By:
Dr. Jeff Masters,
4:59 PM GMT on March 06, 2006
The great thing about attending weather conferences is that you never know what you might learn from the new people you meet. At the annual conference of the American Meteorological Society last month, I had the opportunity to interview a number of candidates for a job opening at wunderground.com, and learned something interesting about Hurricane Katrina I didn't know. (By the way, if you're a skilled C language programmer with a background in meteorology, we're
looking to hire!.) The student I interviewed, Chris Smith, attended college in Daytona Beach.

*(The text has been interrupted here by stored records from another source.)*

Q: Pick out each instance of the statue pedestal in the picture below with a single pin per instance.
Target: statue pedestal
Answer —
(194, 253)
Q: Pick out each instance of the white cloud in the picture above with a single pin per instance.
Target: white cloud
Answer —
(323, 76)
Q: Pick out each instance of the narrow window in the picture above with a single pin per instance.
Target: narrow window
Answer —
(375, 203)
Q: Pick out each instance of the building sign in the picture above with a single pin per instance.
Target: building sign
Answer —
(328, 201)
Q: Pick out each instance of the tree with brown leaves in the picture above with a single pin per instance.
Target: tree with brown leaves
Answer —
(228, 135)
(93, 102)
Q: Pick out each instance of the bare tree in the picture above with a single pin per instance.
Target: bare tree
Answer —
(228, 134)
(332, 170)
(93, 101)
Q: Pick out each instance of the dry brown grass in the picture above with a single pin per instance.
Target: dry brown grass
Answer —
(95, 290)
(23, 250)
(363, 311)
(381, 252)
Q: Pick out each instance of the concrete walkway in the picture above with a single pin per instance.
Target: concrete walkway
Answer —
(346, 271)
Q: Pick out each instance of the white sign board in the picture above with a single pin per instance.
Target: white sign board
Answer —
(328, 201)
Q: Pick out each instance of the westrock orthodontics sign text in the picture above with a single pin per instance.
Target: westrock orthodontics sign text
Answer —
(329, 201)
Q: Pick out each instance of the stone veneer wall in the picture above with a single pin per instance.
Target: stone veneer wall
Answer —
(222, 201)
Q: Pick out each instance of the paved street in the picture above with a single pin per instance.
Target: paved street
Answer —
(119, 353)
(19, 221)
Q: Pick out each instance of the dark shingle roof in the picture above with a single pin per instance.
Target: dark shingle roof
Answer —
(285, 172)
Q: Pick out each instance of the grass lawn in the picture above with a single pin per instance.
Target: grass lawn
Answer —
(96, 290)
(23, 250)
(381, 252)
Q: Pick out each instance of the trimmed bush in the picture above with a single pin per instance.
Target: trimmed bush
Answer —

He said that during the week following Hurricane Katrina's devastation, beer retailers in the Daytona Beach area were stuck with a huge shipment of beer that was intended for the normally very busy Labor Day weekend period in New Orleans. With no place for the beer to go, local retailers offered steep discounts, and some enterprising college students stocked up big-time. Chris' friend Joe Funkhouser can be seen below posing on his "beer throne" of half-price Katrina beer.
Figure 1. A "beer throne" contructed out of half-price beer on sale because it couldn't make it to New Orleans in the wake of Hurricane Katrina.
National Weather Service to give hurricanes full namesThe Onion, the Internet's premier humor newspaper, announced today that hurricanes will now be given a last name in addition to a first name. So, instead of plain old boring "Alberto" for the year's first storm, we'll have "Alberto Fergus." No word on what the last names of Greek storms Alpha, Beta, and so on will be. Alpha Male? Beta Max?